2. Automated Mapping - The ORM framework automatically handles the mapping between database tables & relationships to programming language classes, objects and relationships. This includes data type conversions.
3. Transparent Persistence - When objects are created, updated or deleted in code, the ORM transparently handles the required SQL INSERT, UPDATE and DELETE operations behind the scenes to persist these changes to the database.
4. Lazy Loading - ORM supports retrieving only the data that is actually needed from the database rather than entire result sets improving performance. Related data is loaded on demand.
5. Caching - Frequently used data can be cached in memory by the ORM improving application performance and reducing load on the database.
6. Change Tracking - ORM can track changes made to persistent object instances and only save the updated fields/objects to the database and not rewrite entire records every time.
7) Database Abstraction - The application code can be abstracted & shielded from underlying database changes if the ORM remains the same. This reduces maintenance costs.
So in essence, ORM handles the impedance mismatch between object-oriented code and relational databases behind the scenes.
iii. Here are some notable limitations and constraints of Object-Relational Mapping (ORM) databases:
1. Performance Overheads - The abstraction layers and automapping can lead to sub-optimal SQL queries and introduce performance overhead compared to hand-tuned SQL.
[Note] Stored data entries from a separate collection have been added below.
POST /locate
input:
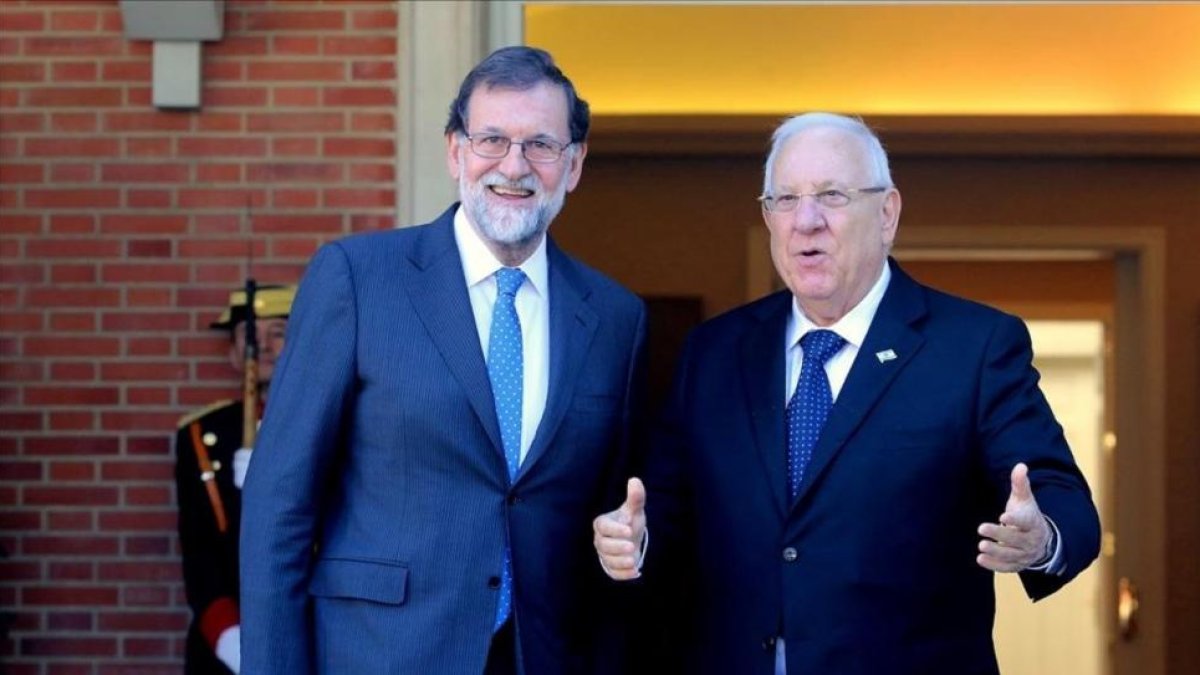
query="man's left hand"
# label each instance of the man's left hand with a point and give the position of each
(1021, 537)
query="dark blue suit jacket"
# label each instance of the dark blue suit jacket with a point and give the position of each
(377, 503)
(873, 569)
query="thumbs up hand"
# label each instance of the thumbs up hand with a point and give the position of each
(1021, 538)
(618, 535)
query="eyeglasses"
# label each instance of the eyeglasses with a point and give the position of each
(827, 198)
(538, 150)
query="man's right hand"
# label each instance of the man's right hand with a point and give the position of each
(618, 535)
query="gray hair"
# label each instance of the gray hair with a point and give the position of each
(880, 172)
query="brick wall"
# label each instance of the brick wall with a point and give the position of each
(121, 231)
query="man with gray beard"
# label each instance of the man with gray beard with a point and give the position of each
(451, 410)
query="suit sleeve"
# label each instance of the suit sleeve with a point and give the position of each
(1015, 425)
(286, 490)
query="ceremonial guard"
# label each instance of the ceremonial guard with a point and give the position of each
(213, 448)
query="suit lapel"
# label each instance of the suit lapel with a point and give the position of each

2. Impedance Mismatch - There is still an impedance mismatch between objects and tables that can result in overly complex mapping scenarios in certain cases.
3. Vendor Dependence - The ORM capabilities rely heavily on the features of the underlying database. This can constrain flexibility in switching database vendors.
4. Reduced Control - Developers have less control, visibility and flexibility compared to using raw SQL queries, especially for complex reporting/analytics use cases.
5. Steep Learning Curve - The ORM also has its own complexity and learning curve in terms of its configuration, mapping definitions, lazy loading concepts etc.
6. Immature Standards - ORM frameworks have proliferated, with various different implementations and limited mature standards compared to SQL.
7. Multi-database Constraints - Managing schema changes and mappings across multiple database types can prove challenging with ORM.
8. Testing Overheads - The abstraction makes testing slightly difficult compared to mock testing of SQL, requiring debugging integration issues.
So while ORM provides huge productivity and maintainability benefits, the costs in flexibility, control and testability need to be accounted for.